Check OpenTargets data sanity
Choose network: compromise between coverage and size
Compute and store graph kernel on chosen network
Save cleaned data, mapped to the network of choice

Topology analysis

Characterisation of disease genes in terms of network properties
Within-disease study
Between-disease study

Performance

Load configuration files
Load dataset
Load network data
Build CV folds
Define functions for prediction
Define performance metrics
For each disease,input_type,fold
1. Define train and validation
2. Predict for every method using train
3. Compute performance metrics
4. Write to disk
Plot metrics
Build statistical models for comparing methods

System requirements

Hardware

The runs have been executed on the following hardware from the UPC:

eko:
- 12 threads (Intel(R) Xeon(R) CPU E7310@1.60GHz)
- 32GB RAM
sun:
- 32 threads (Intel(R) Xeon(R) CPU E5-2450@2.10GHz)
- 32GB RAM

Code profiling

Running the script is barely possible with 16GB of RAM. We recommend using 32GB to avoid spikes with swapping.

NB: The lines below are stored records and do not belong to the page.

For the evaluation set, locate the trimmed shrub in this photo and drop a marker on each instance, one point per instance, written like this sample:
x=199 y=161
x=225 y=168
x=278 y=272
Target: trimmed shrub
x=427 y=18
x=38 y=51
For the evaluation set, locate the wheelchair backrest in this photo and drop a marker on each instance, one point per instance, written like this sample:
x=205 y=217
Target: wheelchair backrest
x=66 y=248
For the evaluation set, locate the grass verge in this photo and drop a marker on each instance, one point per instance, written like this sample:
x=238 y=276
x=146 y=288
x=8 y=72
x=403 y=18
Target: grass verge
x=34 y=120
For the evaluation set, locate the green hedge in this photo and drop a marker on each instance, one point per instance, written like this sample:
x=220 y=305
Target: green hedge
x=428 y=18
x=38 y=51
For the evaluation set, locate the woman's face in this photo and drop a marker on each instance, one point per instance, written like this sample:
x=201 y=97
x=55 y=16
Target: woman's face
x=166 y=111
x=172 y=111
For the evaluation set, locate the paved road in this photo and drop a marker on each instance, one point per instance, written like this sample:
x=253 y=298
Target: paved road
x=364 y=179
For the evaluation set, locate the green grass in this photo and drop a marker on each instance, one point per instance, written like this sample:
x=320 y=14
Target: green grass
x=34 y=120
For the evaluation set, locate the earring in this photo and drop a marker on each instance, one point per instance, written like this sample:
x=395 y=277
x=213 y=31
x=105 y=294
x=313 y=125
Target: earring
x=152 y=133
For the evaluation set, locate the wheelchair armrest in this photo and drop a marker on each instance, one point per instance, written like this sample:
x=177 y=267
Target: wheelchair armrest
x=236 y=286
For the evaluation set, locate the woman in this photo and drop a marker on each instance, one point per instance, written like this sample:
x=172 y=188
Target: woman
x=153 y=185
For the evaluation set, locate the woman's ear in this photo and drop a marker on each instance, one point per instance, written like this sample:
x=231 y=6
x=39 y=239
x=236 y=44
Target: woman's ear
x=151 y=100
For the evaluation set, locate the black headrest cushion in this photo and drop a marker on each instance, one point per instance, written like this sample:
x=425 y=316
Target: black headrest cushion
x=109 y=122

For reference, executing all the diseases under a single repeated CV scheme (25 repetitions, 3 folds per repetition) on eko takes one week. Likewise, sun is twice as fast. The code is a mixture between serial and parallel executions because not all the methods run in parallel.

On the other hand, the computationally intensive code was run on a torque-based cluster, but the parallel R package -part of the R base- was unable to clean up the child processes. This led to memory exhaustion and proved to be infeasible. Alternatives to tackle this while keeping reproducibility might be added in the future.